Shifting sands

2009-09-28 00:00

ANALYSTS talk about the shifting sands in politics and the sands have certainly been shifting in South Africa. Who would have thought that within five months of the country’s national elections, the glue would be coming unstuck among the groupings that came together to get President Jacob Zuma into the Union Buildings.

The ink is hardly dry on the ballot papers and there is already talk of a succession battle within the ANC. Zuma warned against the debilitating effect on the party if comrades started this discussion now.

The left has also been flexing its muscle. This was evident at last week’s Cosatu congress. The labour federation slammed the ruling party over Trevor Manuel’s green paper on national planning. Cosatu felt that it, along with the South African Communist Party (SACP), were marginalised in the shaping of this policy and has indicated its intention to have it withdrawn.
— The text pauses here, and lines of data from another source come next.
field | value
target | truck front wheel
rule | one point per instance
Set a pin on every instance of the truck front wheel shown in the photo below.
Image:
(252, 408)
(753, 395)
Cosatu president Sdumo Dlamini categorically outlined the role he felt the alliance partners should be playing within the ANC. He said: “From now on, Cosatu’s presence will be felt and our socialist voice will be heard right inside the corridors of power. Whether on issues of the planning commission, monitoring and evaluation, budget priorities, deployment of cadres, economic policy, industrial strategy, we will be there to contest neoliberal tendencies wherever we see them.”

Author William Gumede points to yet another faction within the ANC. He calls this grouping the opportunists, saying they come from both within the left and the right. Gumede says this grouping, within the coalition, used the rhetoric of transparency, accountability and pro-poor policies to grab power for personal, factional and ethnic reasons. They have a very narrow view of democracy. The only change would be that they and their allies are now in charge. They want their plush cars, large VIP entourages with bodyguards and hangers-on, access to tenders and senior positions. This grouping, he believes, is also covertly playing its hand within the ruling party.

According to analysts, how Zuma manages the various factions within the ANC will be a true test of his leadership.

While battle lines are being drawn within the ruling party, the sands are also shifting in opposition politics. We know from media reports that as early as July the eight opposition parties within this country have been meeting in co-operation talks with an eye on the 2011 local government elections. An indication of how far along the way they have gone was hinted at by the DA’s KZN chairman, Greg Krumbock. Accompanying party leader Helen Zille on her visit to the province on Heritage Day, he said it was not impossible in the future that we would see a new and united opposition in this country that can win power.

Commentators have been sceptical about this. Aubrey Matshiqi has said that “a constellation of lightweights will not create a heavyweight”. However, he did add that if the parties wanted to bolster opposition politics in the country, serious strategic thinking was needed.

Other commentators believe the move will not go far because egos will get in the way and there are too many substantive differences within the parties. There is also the ANC, which has shown in the last election that when challenged it can come together and pull out all the stops to ensure a win.

Idasa, in its analysis of the 2009 election, said the ANC’s overall win was because electoral power lay among the predominantly black African rural and urban poor.

According to Idasa, the opposition as a whole will have to refocus their energies on adapting their party images to the political reality that the poor hold power in South African elections. “Without such introspection the opposition will be unable to consolidate itself against continued one-party dominance. Without significant growth into the poor black African electoral market by Cope and particularly the DA, the ANC’s electoral dominance is likely to continue,” said Idasa

Are the opposition parties considering all these factors? There are signs that they are. Opposition leaders have spoken about the need to forge co-operation on the basis of values, policies and a vision for South Africa and not merely as a ganging up exercise against the ANC. Their measured comments and not showing their hand too soon has also indicated that they are proceeding cautiously.

In a country where the ruling party seems to be increasingly caught up in its own factionalism, it does not pay to write off too soon any moves — from any quarter — no matter how small or how doomed to failure.

Opposition politics is certainly worth watching.

Another certainty is that politics in South Africa is never boring. Shifting sands indeed!